昭和電工がジスプロシウムを使わない産業ロボット用の高性能磁石を開発しました。
ジスプロシウム自体は磁力を強化させるものではなく、現在最強のネオジム磁石の高温での磁力低下を抑える働きがあります。
昭和電工は、特殊な熱処理で結晶構造を変化させることで磁力低下をしない磁石を開発したものです。
東芝は、ネオジム磁石ではなくコバルト系で高性能磁石を作ったり、ホンダなど自動車メーカーもジスプロシウムの使用量を大幅に減らす技術を開発しています。
ジスプロシウムは北アメリカやブラジルにもありますが、通常放射性物質のトリウムと一緒に採掘されます。
ところが中国南部の鉱山では、トリウムのない「奇跡の鉱脈」があります。
それゆえ、硝酸アンモニウム流し込んでジスプロシウムを抽出するという簡便な方法で分離できて圧倒的な低コストなのです。
そうなると、カナダやブラジルの鉱山は価格で勝てないから採掘を止めて閉山してしまったのです。
だから、生産量の9割が中国になっています。
じゃあ、中国が輸出を減らして市場価格が上がったから再び採掘しようとしても、準備に2年くらいかかってしまいます。

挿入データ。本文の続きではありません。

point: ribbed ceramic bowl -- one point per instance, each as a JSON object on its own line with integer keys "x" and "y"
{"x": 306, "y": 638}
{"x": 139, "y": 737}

中国は、レアアースの生産量は世界の9割でも埋蔵量は3割くらいで、こんなことを続けていたら中国だけレアアースが枯渇して輸入しないといけなくなるんです。
うまい具合に日本の尖閣諸島で、中国船が日本の海上保安庁の船に体当たりするという、とんでもない事件が起こりました。
そこで国内備蓄することにして、日本への輸出を止めるという経済制裁をしました。しかし、他国がすぐには生産再開できないから価格が急上昇しました。
中国にしたら、してやったりでしたが尖閣の意趣返しで嫌がらせした日本が代替技術を開発し需要が激減。
今度は、価格が急下落します。
逆に、日本に買ってくれと泣きついてきているわけです。ハイテク品を作っているのは日本だけだから。
ところで、環境に全く配慮しない中国は硝酸アンモニウムが地下水に流れ込んで水質汚染を起こしています。
日本各社のジスプロシウム不使用(または大幅使用量減)磁石は中国の環境汚染対策にも協力することになるのです。
ただ、この技術は繋ぎに過ぎません。
現在商品化されているネオジム磁石の性能は、既にほぼ理論限界に達しており、これ以上の性能向上は見込めません。
今、次世代の磁石で有望視されているのは窒化鉄という地球上どこにでもある材料で作るものです。
これが5年後にでも実用化されると、中国のレアアースはただの無価値な泥になります。
そうなれば、誰もレアアースを掘らなくなるんですねえ。
したがって、水質汚染はこれ以上進みません。
中国に感謝してもらいたいものです。